Io non le risposi. La metratura di quell'abitazione era circa il doppio della nostra. Il vialetto era più grande, tanto da far star due macchine: una Jaguar tinta di un nero opaco con assetto sportivo, ed una Porsche a due posti grigia metallizzata. Le persiane delle finestre erano chiuse e sembrava quasi che dentro non vi fosse nessuno, nonostante la presenza di entrambe le macchine. Quello che era diventato il nostro nuovo vicino di sicuro non aveva nessun tipo di problema economico, e il solo guardare quella casa mi diede l'idea di una persona con cui avremmo avuto qualche difficoltà a relazionarci.

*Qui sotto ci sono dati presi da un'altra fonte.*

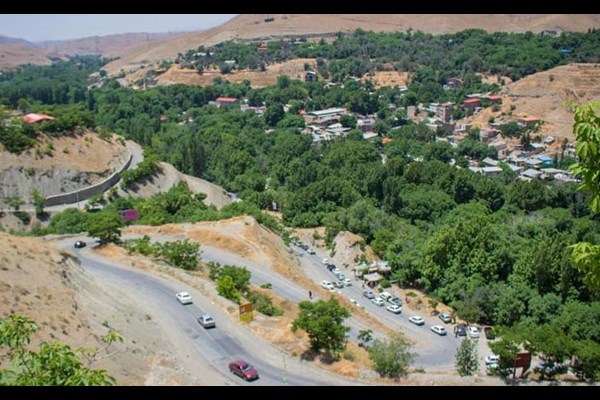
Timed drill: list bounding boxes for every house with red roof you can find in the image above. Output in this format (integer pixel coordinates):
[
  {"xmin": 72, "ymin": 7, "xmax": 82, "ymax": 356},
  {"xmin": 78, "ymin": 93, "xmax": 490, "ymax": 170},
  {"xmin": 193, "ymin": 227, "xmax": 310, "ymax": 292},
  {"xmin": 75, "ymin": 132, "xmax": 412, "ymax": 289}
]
[{"xmin": 21, "ymin": 113, "xmax": 54, "ymax": 124}]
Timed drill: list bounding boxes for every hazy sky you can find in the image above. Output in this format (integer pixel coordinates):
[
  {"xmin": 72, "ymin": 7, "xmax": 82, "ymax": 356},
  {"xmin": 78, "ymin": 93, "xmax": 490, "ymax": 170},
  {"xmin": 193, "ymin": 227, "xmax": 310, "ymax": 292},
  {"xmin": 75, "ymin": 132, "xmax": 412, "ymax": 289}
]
[{"xmin": 0, "ymin": 14, "xmax": 236, "ymax": 41}]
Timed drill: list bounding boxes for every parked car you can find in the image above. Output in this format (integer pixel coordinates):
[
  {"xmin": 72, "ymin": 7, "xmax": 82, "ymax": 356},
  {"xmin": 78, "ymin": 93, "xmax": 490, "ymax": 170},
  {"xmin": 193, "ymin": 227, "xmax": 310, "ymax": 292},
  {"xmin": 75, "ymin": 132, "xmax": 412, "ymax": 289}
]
[
  {"xmin": 371, "ymin": 297, "xmax": 385, "ymax": 307},
  {"xmin": 408, "ymin": 315, "xmax": 425, "ymax": 325},
  {"xmin": 198, "ymin": 314, "xmax": 217, "ymax": 329},
  {"xmin": 229, "ymin": 360, "xmax": 258, "ymax": 381},
  {"xmin": 467, "ymin": 326, "xmax": 479, "ymax": 339},
  {"xmin": 485, "ymin": 354, "xmax": 500, "ymax": 365},
  {"xmin": 454, "ymin": 324, "xmax": 467, "ymax": 336},
  {"xmin": 388, "ymin": 296, "xmax": 402, "ymax": 307},
  {"xmin": 385, "ymin": 304, "xmax": 402, "ymax": 314},
  {"xmin": 175, "ymin": 292, "xmax": 193, "ymax": 304},
  {"xmin": 363, "ymin": 290, "xmax": 375, "ymax": 300},
  {"xmin": 483, "ymin": 326, "xmax": 496, "ymax": 340},
  {"xmin": 431, "ymin": 325, "xmax": 448, "ymax": 336},
  {"xmin": 438, "ymin": 313, "xmax": 452, "ymax": 324}
]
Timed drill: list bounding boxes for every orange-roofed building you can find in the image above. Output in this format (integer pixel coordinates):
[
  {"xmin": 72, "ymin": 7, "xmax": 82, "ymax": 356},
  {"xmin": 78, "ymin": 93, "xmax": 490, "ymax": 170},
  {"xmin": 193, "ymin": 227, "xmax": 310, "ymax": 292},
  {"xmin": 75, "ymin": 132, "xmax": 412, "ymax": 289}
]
[
  {"xmin": 517, "ymin": 116, "xmax": 541, "ymax": 126},
  {"xmin": 22, "ymin": 113, "xmax": 54, "ymax": 124}
]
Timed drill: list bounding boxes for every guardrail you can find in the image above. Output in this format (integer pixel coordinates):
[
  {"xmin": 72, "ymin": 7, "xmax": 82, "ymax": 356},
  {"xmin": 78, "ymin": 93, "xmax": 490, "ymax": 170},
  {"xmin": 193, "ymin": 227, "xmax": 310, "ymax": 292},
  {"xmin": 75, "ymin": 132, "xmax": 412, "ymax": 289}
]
[{"xmin": 45, "ymin": 151, "xmax": 133, "ymax": 207}]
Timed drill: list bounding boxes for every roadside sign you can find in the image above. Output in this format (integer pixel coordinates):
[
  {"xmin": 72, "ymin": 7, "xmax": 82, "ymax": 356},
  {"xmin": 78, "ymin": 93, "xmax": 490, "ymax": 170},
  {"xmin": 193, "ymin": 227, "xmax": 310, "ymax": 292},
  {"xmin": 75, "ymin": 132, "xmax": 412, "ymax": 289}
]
[{"xmin": 240, "ymin": 303, "xmax": 254, "ymax": 322}]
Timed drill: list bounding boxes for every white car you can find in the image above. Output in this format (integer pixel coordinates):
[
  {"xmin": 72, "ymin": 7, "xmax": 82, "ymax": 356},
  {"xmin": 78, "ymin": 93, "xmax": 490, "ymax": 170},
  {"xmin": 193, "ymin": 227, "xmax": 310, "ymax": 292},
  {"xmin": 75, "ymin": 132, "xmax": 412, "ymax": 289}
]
[
  {"xmin": 371, "ymin": 297, "xmax": 384, "ymax": 307},
  {"xmin": 485, "ymin": 354, "xmax": 500, "ymax": 365},
  {"xmin": 385, "ymin": 304, "xmax": 402, "ymax": 314},
  {"xmin": 431, "ymin": 325, "xmax": 448, "ymax": 336},
  {"xmin": 175, "ymin": 292, "xmax": 192, "ymax": 304},
  {"xmin": 467, "ymin": 326, "xmax": 479, "ymax": 338},
  {"xmin": 379, "ymin": 292, "xmax": 393, "ymax": 300}
]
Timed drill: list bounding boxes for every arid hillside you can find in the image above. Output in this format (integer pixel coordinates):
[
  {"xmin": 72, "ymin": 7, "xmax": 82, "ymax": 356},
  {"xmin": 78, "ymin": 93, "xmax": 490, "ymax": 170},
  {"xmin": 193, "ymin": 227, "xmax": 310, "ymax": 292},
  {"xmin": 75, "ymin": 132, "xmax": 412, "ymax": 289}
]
[
  {"xmin": 0, "ymin": 232, "xmax": 153, "ymax": 385},
  {"xmin": 0, "ymin": 133, "xmax": 129, "ymax": 207},
  {"xmin": 106, "ymin": 14, "xmax": 600, "ymax": 74},
  {"xmin": 503, "ymin": 64, "xmax": 600, "ymax": 141},
  {"xmin": 0, "ymin": 33, "xmax": 178, "ymax": 71}
]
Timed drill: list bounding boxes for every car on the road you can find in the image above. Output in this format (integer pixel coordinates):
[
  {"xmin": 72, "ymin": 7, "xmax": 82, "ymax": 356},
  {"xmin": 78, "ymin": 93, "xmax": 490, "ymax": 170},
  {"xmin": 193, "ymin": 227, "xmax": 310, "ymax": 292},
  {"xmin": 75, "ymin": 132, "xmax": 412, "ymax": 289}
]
[
  {"xmin": 198, "ymin": 314, "xmax": 217, "ymax": 329},
  {"xmin": 363, "ymin": 290, "xmax": 375, "ymax": 300},
  {"xmin": 485, "ymin": 354, "xmax": 500, "ymax": 365},
  {"xmin": 371, "ymin": 297, "xmax": 385, "ymax": 307},
  {"xmin": 408, "ymin": 315, "xmax": 425, "ymax": 325},
  {"xmin": 438, "ymin": 313, "xmax": 452, "ymax": 324},
  {"xmin": 483, "ymin": 326, "xmax": 496, "ymax": 340},
  {"xmin": 431, "ymin": 325, "xmax": 448, "ymax": 336},
  {"xmin": 229, "ymin": 360, "xmax": 258, "ymax": 381},
  {"xmin": 175, "ymin": 292, "xmax": 193, "ymax": 304},
  {"xmin": 379, "ymin": 292, "xmax": 393, "ymax": 300},
  {"xmin": 388, "ymin": 296, "xmax": 402, "ymax": 307},
  {"xmin": 385, "ymin": 304, "xmax": 402, "ymax": 314},
  {"xmin": 454, "ymin": 324, "xmax": 467, "ymax": 336},
  {"xmin": 467, "ymin": 326, "xmax": 479, "ymax": 339}
]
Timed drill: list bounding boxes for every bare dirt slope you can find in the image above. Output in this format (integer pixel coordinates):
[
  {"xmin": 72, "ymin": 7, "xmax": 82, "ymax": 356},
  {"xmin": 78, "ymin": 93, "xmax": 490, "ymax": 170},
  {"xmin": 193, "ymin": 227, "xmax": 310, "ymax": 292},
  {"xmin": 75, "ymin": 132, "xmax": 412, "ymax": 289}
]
[
  {"xmin": 106, "ymin": 14, "xmax": 600, "ymax": 74},
  {"xmin": 152, "ymin": 58, "xmax": 316, "ymax": 88},
  {"xmin": 0, "ymin": 43, "xmax": 52, "ymax": 71},
  {"xmin": 0, "ymin": 33, "xmax": 177, "ymax": 71},
  {"xmin": 503, "ymin": 64, "xmax": 600, "ymax": 141},
  {"xmin": 0, "ymin": 232, "xmax": 153, "ymax": 384},
  {"xmin": 0, "ymin": 132, "xmax": 129, "ymax": 208},
  {"xmin": 119, "ymin": 162, "xmax": 232, "ymax": 209}
]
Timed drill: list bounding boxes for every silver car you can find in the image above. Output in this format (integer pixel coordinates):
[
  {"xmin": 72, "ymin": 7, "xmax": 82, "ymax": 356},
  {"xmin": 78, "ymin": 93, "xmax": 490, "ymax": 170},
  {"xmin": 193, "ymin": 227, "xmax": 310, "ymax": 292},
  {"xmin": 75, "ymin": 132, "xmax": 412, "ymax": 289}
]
[{"xmin": 198, "ymin": 314, "xmax": 216, "ymax": 329}]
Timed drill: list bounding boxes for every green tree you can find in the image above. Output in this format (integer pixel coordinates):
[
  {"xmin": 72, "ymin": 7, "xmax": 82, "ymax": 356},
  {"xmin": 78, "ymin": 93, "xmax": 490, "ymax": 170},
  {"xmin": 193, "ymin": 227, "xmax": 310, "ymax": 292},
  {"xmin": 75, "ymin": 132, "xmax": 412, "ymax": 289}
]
[
  {"xmin": 571, "ymin": 103, "xmax": 600, "ymax": 290},
  {"xmin": 87, "ymin": 211, "xmax": 124, "ymax": 244},
  {"xmin": 31, "ymin": 189, "xmax": 46, "ymax": 216},
  {"xmin": 455, "ymin": 339, "xmax": 479, "ymax": 376},
  {"xmin": 292, "ymin": 297, "xmax": 350, "ymax": 352},
  {"xmin": 369, "ymin": 332, "xmax": 416, "ymax": 379},
  {"xmin": 217, "ymin": 275, "xmax": 241, "ymax": 303},
  {"xmin": 0, "ymin": 315, "xmax": 123, "ymax": 386},
  {"xmin": 160, "ymin": 239, "xmax": 201, "ymax": 270}
]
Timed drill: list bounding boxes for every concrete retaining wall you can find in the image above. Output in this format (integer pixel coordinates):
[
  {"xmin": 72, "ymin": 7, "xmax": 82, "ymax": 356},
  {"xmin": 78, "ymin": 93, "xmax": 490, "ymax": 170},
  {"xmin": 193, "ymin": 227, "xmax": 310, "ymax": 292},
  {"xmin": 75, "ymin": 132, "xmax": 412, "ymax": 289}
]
[{"xmin": 45, "ymin": 152, "xmax": 133, "ymax": 207}]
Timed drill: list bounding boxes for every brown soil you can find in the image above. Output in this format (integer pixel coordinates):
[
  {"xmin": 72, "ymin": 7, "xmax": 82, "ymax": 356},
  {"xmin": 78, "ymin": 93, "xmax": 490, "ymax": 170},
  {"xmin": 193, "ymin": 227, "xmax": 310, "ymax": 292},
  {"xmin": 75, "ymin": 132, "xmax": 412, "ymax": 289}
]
[
  {"xmin": 106, "ymin": 14, "xmax": 600, "ymax": 74},
  {"xmin": 0, "ymin": 132, "xmax": 128, "ymax": 173},
  {"xmin": 504, "ymin": 64, "xmax": 600, "ymax": 142}
]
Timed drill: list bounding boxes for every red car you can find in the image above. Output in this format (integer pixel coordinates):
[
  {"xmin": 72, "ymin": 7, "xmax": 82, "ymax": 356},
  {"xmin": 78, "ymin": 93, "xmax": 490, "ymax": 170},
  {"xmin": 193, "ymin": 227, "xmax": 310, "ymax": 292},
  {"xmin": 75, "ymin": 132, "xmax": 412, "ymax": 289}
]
[{"xmin": 229, "ymin": 360, "xmax": 258, "ymax": 381}]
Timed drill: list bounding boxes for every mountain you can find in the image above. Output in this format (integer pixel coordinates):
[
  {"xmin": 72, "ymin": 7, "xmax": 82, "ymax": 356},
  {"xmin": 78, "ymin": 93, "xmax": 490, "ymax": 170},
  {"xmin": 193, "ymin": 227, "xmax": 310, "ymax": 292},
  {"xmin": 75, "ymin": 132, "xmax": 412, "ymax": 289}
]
[{"xmin": 102, "ymin": 14, "xmax": 600, "ymax": 74}]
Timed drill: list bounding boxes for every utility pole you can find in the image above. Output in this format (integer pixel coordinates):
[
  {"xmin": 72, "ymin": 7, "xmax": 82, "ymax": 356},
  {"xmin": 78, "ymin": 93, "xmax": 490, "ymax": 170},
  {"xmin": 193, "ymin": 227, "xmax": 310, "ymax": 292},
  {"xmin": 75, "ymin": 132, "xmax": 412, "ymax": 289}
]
[{"xmin": 283, "ymin": 355, "xmax": 288, "ymax": 386}]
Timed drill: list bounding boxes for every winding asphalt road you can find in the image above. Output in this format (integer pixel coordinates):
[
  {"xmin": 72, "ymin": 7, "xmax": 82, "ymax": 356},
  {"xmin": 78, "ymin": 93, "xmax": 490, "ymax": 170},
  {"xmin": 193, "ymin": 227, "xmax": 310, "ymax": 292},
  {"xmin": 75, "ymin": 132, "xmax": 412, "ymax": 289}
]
[{"xmin": 61, "ymin": 238, "xmax": 359, "ymax": 386}]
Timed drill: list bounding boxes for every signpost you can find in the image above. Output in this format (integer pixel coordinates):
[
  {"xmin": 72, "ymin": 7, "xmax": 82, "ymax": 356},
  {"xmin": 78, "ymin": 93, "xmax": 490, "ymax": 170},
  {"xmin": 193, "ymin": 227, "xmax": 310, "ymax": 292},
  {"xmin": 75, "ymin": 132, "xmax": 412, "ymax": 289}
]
[{"xmin": 240, "ymin": 303, "xmax": 254, "ymax": 322}]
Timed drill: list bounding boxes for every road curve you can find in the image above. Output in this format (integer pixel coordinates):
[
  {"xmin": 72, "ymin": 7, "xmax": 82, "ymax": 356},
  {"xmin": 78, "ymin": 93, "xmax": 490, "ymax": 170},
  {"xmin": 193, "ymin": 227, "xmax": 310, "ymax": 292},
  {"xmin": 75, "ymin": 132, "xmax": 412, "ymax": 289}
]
[{"xmin": 66, "ymin": 239, "xmax": 361, "ymax": 386}]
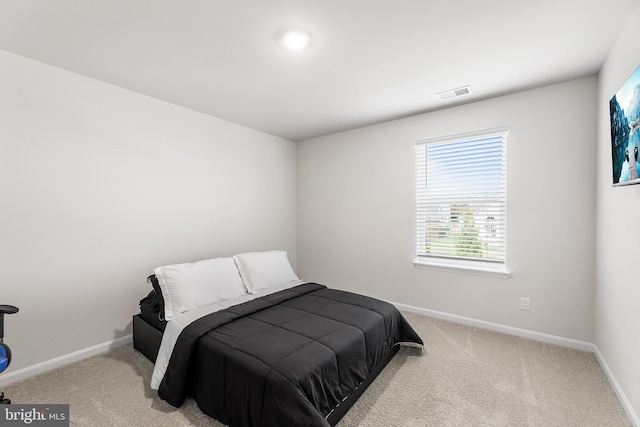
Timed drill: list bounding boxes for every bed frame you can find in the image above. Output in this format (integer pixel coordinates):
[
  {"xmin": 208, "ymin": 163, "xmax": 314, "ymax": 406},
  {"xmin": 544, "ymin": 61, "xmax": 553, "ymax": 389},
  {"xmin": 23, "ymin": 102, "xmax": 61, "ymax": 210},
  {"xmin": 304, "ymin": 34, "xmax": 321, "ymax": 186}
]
[{"xmin": 133, "ymin": 314, "xmax": 400, "ymax": 427}]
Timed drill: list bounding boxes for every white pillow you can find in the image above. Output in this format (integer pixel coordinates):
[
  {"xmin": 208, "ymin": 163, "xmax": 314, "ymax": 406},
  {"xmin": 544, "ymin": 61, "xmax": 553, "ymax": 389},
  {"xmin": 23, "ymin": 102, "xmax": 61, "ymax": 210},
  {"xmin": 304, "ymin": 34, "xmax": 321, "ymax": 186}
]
[
  {"xmin": 233, "ymin": 251, "xmax": 300, "ymax": 294},
  {"xmin": 154, "ymin": 258, "xmax": 246, "ymax": 320}
]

< Dai, muoviti! > mi gridò Alice < Andiamo a vedere l'interno. >

Senza nemmeno aspettarmi corse veloce verso la porta d'ingresso, sventolando il mazzo di chiavi in mano, che sbattendo l'una contro l'altra provocavano un flebile tintinnio. In un attimo si era fiondata all'interno della casa ad anche da fuori vidi lanciare il suo borsone in un angolo per partire all'esplorazione. Con tutta la mia calma mi accinsi a raggiungerla, senza notare la presenza di una lastra di ghiaccio a terra e senza neanche renderne conto ero con le chiappe al suolo e piedi all'aria. Ero caduta copiosamente a terra portandomi dietro anche la valigia. La schiena ed il sedere mi dolevano e quando feci per alzarmi alle mie spalle sentii una voce chiamarmi
< Ehi! > quando mi girai vidi un uomo correre verso di me < Ehi, ti sei fatta male? > mi porse una mano, per aiutarmi a rialzarmi. Per un attimo il mio sguardo rimase incantato su quella mano, dalla pelle così chiara e curata. Non avevo idea di chi fosse, non lo conoscevo e lui non conosceva me, eppure era lì pronto ad aiutarmi. Senza rifletterci troppo l'afferrai e subito lui mi rialzò portandomi vicino al suo petto < Tutto bene? > mi chiese cortesemente. L'inglese lo capivo benissimo, i miei genitori prima di partire mi avevano fatto fare un corso privato per studiare a fondo la lingua. Nel suo parlato riuscivo a distinguere un'accento particolare, non era originario dell'Inghilterra, dalla cadenza di alcune parole si capiva benissimo che era scozzese < Non ti sei fatta male? >
Non riuscii a rispondergli subito, il suo profumo così intenso e di una aroma forte, mi confondeva. In quel momento i nostri volti erano vicinissimo ed i miei occhi si perdevano nell'azzurro dei suoi, che mi ricordava quasi l'immensità dell'oceano. I suoi capelli corti arruffati in un ciuffetto davano l'idea di essere fatti quasi di seta, mi veniva quasi voglia di toccarli. I suoi occhi blu mi guardarono intensamente e poi mi disse < Beh, presumo tu non ti sia fatta nulla >

Concentrandomi su di lui mi ero quasi scordata di rispondergli < Si, non mi sono fatta niente, ho solo preso una forte pacca al fondoschiena > sulle sue labbra comparve un incantevole sorriso, che quasi gli arriva da guancia a guancia.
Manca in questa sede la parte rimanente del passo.